To estimate variance (or the mean for that matter) of some distribution you'll need something stronger to justify the "standardized weights" as probabilities. Was this a "simple random sample" from a larger population of integer values?
The formula that seems to be used for Variance with weighted data is as follows:
Variance[WeightedData[x, w]]
(Total[w x^2] - Total[w x]^2/Total[w])/(Total[w] - Total[w^2]/Total[w])
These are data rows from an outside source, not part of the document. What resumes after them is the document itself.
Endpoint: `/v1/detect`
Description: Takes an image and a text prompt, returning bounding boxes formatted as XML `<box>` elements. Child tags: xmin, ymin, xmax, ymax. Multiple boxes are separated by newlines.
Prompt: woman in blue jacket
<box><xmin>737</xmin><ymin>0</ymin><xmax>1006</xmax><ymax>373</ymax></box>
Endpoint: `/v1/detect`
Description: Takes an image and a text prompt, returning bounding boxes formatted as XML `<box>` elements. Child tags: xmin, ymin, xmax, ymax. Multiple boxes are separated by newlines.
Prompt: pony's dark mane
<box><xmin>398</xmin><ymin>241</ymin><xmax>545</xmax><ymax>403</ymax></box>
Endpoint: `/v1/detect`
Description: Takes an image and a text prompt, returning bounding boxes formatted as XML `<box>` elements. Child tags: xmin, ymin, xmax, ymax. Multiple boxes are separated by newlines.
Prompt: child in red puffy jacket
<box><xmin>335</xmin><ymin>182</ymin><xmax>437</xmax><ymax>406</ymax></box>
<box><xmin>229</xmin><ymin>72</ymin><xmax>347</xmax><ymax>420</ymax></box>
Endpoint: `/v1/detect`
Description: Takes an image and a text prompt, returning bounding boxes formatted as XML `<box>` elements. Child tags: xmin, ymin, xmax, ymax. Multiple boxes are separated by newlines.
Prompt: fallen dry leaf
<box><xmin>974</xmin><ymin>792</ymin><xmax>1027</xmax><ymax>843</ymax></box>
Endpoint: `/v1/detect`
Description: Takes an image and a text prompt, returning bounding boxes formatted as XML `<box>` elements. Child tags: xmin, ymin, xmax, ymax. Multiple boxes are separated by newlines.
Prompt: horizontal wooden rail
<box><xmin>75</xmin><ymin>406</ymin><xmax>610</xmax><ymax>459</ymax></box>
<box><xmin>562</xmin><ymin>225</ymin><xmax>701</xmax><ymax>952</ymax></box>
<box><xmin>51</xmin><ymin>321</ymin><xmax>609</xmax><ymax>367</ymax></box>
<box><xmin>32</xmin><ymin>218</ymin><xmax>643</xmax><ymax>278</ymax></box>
This (as you've noticed) doesn't always match what one would expect when the weights are frequency counts. Here are two examples. When the weights are all 1, then all formulas match:
x = {1, 12, 3};
w = {1, 1, 1};
Variance[WeightedData[x, w]]
(* 103/3 *)
(Total[w x^2] - Total[w x]^2/Total[w])/(Total[w] - Total[w^2]/Total[w])
(* 103/3 *)
Variance[{1, 12, 3}]
(* 103/3 *)
(Total[w x^2] - Total[w x]^2/Total[w])/(Total[w] - 1)
(* 103/3 *)
But if the weights are changed from 1's, then Variance with weighted data doesn't match:
x = {1, 12, 3};
w = {2, 2, 2};
Variance[WeightedData[x, w]]
(* 103/3 *)
(Total[w x^2] - Total[w x]^2/Total[w])/(Total[w] - Total[w^2]/Total[w])
(* 103/3 *)
Variance[{1, 1, 12, 12, 3, 3}]
(* 412/15 *)
(Total[w x^2] - Total[w x]^2/Total[w])/(Total[w] - 1)
(* 412/15 *)
I, too, don't know where they got their formula for variance for weighted data. At minimum, it would seem to call for a more specific reference in the Documentation Center. If values are what one expects only when the weights are 1, then that seems to defeat the purpose of weighted data.